Suite à notre causerie de l'autre jour à propos de "Bouddha", il convient de nous entendre sur ce que nous appelons "bodhisattva", puisque, par définition, il faut devenir bodhisattva pour pouvoir devenir Bouddha.
La définition est simple :
Tout être qui réalise bodhicitta devient simultanément un bodhisattva.
Simple, simple. C'est vite dit.
C'est quoi, "bodhicitta" ?
Bodhicitta, ou encore "esprit d'Eveil" (variante : "pensée d'Eveil", etc.) :
aspiration désormais spontanée (cad ne nécessitant plus d'effort) à obtenir l'état de Bouddha pour accomplir le bien de tous les êtres - autrui et soi-même.
Bodhicitta est un état d'esprit éminemment altruiste, qui naît de qualités préalablement développées : grande compassion (cad compassion portant sur tous les êtres, ennemis y compris) et grand amour (même remarque) , eux-mêmes fondés sur une complète équanimité, et en-deçà sur le renoncement au samsara.
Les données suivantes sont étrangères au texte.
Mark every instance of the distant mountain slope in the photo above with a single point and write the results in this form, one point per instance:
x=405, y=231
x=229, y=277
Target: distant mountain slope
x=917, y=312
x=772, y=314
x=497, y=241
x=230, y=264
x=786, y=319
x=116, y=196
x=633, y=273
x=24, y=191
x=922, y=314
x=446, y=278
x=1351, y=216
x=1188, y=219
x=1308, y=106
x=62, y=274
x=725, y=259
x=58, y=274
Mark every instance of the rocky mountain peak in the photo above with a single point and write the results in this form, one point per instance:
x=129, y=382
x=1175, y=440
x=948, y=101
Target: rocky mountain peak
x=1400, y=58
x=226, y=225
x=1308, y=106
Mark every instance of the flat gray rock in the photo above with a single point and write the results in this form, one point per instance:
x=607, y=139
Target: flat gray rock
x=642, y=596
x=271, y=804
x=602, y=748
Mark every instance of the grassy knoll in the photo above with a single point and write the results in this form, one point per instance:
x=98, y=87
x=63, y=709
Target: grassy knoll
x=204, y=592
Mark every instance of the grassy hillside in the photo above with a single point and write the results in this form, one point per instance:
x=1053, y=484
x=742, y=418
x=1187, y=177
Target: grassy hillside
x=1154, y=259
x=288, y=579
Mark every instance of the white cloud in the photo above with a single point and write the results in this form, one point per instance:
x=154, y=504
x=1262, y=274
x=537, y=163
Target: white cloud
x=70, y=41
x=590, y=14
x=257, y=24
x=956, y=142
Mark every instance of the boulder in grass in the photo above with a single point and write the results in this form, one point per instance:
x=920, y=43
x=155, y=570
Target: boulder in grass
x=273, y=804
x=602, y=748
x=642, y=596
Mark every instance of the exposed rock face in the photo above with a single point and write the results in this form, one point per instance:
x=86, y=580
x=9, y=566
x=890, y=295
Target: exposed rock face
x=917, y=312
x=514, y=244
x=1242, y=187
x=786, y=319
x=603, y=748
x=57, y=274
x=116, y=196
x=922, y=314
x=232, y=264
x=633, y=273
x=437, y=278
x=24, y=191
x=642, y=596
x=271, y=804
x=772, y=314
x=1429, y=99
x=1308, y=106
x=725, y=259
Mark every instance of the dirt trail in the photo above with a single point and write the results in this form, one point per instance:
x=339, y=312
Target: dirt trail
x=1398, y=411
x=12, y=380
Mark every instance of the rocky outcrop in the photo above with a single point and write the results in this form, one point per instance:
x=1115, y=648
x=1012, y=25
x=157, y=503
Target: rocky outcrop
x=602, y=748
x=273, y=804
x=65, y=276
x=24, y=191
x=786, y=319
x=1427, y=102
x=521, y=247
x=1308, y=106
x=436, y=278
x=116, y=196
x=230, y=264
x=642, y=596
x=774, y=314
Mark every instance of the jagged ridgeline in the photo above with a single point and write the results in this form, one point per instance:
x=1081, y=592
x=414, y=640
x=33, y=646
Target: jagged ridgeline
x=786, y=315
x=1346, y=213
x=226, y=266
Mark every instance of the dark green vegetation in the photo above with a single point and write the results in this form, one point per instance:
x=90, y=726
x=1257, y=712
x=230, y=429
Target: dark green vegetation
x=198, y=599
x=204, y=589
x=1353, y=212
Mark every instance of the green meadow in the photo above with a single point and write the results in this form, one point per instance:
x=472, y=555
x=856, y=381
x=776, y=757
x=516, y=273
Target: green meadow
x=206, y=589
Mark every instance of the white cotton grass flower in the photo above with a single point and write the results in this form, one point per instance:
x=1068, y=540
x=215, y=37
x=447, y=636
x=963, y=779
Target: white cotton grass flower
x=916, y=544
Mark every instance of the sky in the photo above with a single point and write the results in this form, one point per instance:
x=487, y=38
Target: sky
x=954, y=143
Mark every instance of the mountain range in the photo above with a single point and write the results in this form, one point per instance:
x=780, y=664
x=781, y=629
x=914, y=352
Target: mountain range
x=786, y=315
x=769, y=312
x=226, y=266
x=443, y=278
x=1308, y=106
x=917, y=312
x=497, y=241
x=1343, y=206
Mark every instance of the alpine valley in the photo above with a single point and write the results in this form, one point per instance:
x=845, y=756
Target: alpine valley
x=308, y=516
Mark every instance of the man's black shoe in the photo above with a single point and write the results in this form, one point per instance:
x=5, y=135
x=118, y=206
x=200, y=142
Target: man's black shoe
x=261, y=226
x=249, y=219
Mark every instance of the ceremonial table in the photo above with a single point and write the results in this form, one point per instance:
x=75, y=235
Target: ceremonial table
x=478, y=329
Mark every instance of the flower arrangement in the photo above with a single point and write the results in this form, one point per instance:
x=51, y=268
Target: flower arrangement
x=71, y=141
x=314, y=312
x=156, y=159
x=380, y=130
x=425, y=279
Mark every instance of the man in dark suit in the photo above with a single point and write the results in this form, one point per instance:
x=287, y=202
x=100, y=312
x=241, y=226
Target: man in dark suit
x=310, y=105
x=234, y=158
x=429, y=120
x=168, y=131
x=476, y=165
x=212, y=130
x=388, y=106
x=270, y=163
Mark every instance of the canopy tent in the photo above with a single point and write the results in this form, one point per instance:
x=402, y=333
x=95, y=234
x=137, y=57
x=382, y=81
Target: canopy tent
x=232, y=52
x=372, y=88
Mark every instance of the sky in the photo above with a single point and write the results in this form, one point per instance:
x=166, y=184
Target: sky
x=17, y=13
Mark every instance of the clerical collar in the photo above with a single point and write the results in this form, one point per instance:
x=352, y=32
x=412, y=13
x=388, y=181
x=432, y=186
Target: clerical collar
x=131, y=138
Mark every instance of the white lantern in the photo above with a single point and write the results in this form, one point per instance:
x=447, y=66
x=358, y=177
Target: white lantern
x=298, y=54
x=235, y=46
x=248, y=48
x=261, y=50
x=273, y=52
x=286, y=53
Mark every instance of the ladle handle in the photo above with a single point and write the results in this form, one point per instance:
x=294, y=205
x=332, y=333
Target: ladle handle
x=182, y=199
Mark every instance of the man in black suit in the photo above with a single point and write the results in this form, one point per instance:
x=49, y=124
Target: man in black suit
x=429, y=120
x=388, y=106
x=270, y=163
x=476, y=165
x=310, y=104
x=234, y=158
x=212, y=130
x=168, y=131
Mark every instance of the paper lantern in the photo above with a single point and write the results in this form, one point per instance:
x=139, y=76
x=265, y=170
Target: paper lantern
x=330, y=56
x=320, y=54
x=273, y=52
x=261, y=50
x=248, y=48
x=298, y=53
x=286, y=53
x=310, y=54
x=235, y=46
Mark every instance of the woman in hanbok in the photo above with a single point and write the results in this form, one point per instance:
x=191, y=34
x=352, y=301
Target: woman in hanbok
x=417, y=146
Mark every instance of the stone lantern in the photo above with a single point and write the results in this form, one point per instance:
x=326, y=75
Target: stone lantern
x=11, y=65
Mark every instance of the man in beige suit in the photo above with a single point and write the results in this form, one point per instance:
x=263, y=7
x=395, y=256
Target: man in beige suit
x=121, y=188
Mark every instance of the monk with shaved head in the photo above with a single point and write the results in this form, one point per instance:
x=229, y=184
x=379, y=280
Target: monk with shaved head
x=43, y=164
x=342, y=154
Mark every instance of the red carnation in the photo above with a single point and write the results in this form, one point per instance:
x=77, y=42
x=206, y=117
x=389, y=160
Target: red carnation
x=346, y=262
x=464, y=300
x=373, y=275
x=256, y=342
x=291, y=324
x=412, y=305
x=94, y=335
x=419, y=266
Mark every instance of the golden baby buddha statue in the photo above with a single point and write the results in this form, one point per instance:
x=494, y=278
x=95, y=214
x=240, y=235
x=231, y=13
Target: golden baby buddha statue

Bodhicitta implique entre autres d'avoir neutralisé (pas encore détruit, mais déjà mis en veilleuse) rang gces 'dzin : l'"autochérissement", ou si vous préférez "l'egocentrisme", la tendance naturelle à tous les êtres ordinaires du samsara d'avant tout se chérir eux-mêmes, et donc de s'accorder la première place et de se considérer comme plus importants que n'importe qui d'autre.
Au sens propre du terme, un bodhisattva est donc un personnage altruiste, accordant désormais la préséance à autrui.
Le terme admet aussi un sens élargi, fréquemment utilisé dans les traités indiens de grands maîtres tels qu'Asanga et dans les lignées répandues dans la sphère bouddhiste d'influence chinoise (Corée, Japon, Vietnam, etc. Mais pas le Tibet, qui a reçu le bouddhisme directement de l'Inde, et non de la Chine).
Outre les bodhisattva patentés, le terme s'étend ici à ceux qui aspirent à devenir bodhisattva, et prononcent le voeu, ou encore les voeux, de bodhisattva, avant même d'avoir réalisé bodhicitta, ce pour y parvenir le plus vite possible.
Un trait majeur, pour ne pas dire LE trait caractéristique, de bodhicitta, est ainsi de prendre à coeur le sort de tous les êtres, y compris et surtout les "pires", car ce sont eux, après tout, qui sont le plus dignes de compassion et d'amour.
Par conséquent, la faute la plus grave dans le mahayana consiste à rejeter ne serait-ce qu'un seul être. Ca revient à rejeter l'esprit d'Eveil.
C'est l'une des deux fautes qui brisent instantanément les voeux de bodhisattva.